Component Name	Stereotype	Deployment	Function
DBI	Module	Curation Server, Web Server	Database independent interface
DBD::Sybase	Module	Curation Server, Web Server	MS SQL database driver
CFITSIO.py	Module	Curation Server, Web Server	Python bindings to cfitsio
cfitsio	Library	Curation Server, Web Server	C library for FITS I/O handlng
ast	Library	Web Server	C library for WCS handlng
JSKY	Java classes	Web server	coordinate conversion
Java.sql	Java classes	Web server	database connectivity
MS JDBC	Java classes	Web server	MS database drivers
PythonMagick.py	Module	Curation Server, Web Server	Python bindings to ImageMagick

WRAPPER MODULES AND THEIR INTERFACES

Query Handler

Name of Component:

QueryHandler.py

Description:

This module provides a set of interface functions that carry out the queries to the database that are required by the curation use cases. The purpose here is to gather all the queries that are required into one module and hide the database implementation details behind the interfaces. This module deals with read-only database queries, ie no writing, modifications, and additions to the database are carried out.

Interfaces:

findNonStacked(program ID, name of stack/mosaic image, list of image filenames)

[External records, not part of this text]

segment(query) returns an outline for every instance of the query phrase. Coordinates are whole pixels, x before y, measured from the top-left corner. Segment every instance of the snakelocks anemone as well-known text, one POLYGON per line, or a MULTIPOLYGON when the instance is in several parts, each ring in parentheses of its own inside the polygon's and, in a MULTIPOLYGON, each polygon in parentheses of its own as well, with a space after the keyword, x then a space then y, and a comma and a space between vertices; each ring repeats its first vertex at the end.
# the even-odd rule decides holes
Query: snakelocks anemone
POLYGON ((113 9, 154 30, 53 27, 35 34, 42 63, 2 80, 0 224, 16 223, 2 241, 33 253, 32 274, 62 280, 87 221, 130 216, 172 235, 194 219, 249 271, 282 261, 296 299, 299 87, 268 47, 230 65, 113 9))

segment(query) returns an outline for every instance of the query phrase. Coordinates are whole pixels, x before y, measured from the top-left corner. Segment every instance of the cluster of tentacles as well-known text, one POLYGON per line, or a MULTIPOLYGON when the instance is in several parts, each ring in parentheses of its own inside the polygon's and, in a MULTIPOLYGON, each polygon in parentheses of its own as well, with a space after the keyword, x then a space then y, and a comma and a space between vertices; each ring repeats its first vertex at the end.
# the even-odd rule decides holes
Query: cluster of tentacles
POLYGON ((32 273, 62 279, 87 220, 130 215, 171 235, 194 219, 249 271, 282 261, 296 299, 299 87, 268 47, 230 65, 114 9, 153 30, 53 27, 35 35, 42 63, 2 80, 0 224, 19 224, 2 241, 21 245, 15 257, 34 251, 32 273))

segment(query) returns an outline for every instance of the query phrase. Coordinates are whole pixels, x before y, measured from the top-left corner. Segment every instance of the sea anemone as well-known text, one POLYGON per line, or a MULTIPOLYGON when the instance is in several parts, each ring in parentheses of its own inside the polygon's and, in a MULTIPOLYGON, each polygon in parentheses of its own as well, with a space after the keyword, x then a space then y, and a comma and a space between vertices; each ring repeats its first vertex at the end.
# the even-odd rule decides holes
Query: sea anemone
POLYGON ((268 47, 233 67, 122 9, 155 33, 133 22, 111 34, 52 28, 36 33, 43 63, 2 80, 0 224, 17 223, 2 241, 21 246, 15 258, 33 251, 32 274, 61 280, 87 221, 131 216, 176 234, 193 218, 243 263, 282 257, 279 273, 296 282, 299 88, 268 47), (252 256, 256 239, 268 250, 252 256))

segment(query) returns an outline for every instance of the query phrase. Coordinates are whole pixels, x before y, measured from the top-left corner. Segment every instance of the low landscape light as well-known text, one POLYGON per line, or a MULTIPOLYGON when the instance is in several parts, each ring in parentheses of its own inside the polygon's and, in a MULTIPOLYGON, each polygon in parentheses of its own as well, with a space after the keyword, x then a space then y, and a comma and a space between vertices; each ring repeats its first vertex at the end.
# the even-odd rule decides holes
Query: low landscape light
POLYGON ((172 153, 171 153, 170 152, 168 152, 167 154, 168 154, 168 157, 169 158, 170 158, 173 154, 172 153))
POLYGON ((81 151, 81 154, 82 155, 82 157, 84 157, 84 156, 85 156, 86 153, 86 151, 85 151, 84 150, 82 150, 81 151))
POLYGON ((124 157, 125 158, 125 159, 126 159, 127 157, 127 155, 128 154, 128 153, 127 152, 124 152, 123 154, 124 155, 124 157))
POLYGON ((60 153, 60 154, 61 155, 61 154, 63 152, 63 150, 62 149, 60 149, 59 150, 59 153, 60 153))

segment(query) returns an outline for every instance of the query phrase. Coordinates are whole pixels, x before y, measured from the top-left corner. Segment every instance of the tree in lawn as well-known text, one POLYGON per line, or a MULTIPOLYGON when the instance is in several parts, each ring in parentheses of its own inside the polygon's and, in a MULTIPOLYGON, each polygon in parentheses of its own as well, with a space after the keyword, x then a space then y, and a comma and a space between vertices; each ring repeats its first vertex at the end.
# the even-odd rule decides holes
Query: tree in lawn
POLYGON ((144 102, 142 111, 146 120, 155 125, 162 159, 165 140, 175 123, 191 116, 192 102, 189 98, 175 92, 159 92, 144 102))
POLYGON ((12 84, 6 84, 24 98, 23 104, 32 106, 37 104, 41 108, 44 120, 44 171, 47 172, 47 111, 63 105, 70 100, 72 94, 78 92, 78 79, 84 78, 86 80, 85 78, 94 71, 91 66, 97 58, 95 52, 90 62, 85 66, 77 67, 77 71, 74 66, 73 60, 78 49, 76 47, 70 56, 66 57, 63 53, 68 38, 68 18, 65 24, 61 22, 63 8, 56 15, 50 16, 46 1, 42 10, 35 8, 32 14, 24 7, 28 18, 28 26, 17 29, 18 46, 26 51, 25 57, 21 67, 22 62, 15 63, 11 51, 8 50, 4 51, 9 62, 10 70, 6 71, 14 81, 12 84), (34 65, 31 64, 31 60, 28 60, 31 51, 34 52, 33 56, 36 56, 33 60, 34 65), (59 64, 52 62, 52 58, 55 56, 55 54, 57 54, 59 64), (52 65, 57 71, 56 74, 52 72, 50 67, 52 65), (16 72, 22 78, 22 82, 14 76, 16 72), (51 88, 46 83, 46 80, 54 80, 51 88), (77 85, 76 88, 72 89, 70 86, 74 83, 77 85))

This formulates and submits the database query to find newly acquired images that have not yet been added to the given stack or mosaic image. The results of the query are parsed and placed in the list of image filenames.

findNonDiffed(program ID, passband ID for 1st image, passband ID for 2nd image)

This formulates and submits the database query to find newly acquired images in the given passbands from where difference images have not yet been constructed.

findWfcamSources(program ID, lower bound RA, upper bound RA, lower bound declination,
upper bound declination, list of sources)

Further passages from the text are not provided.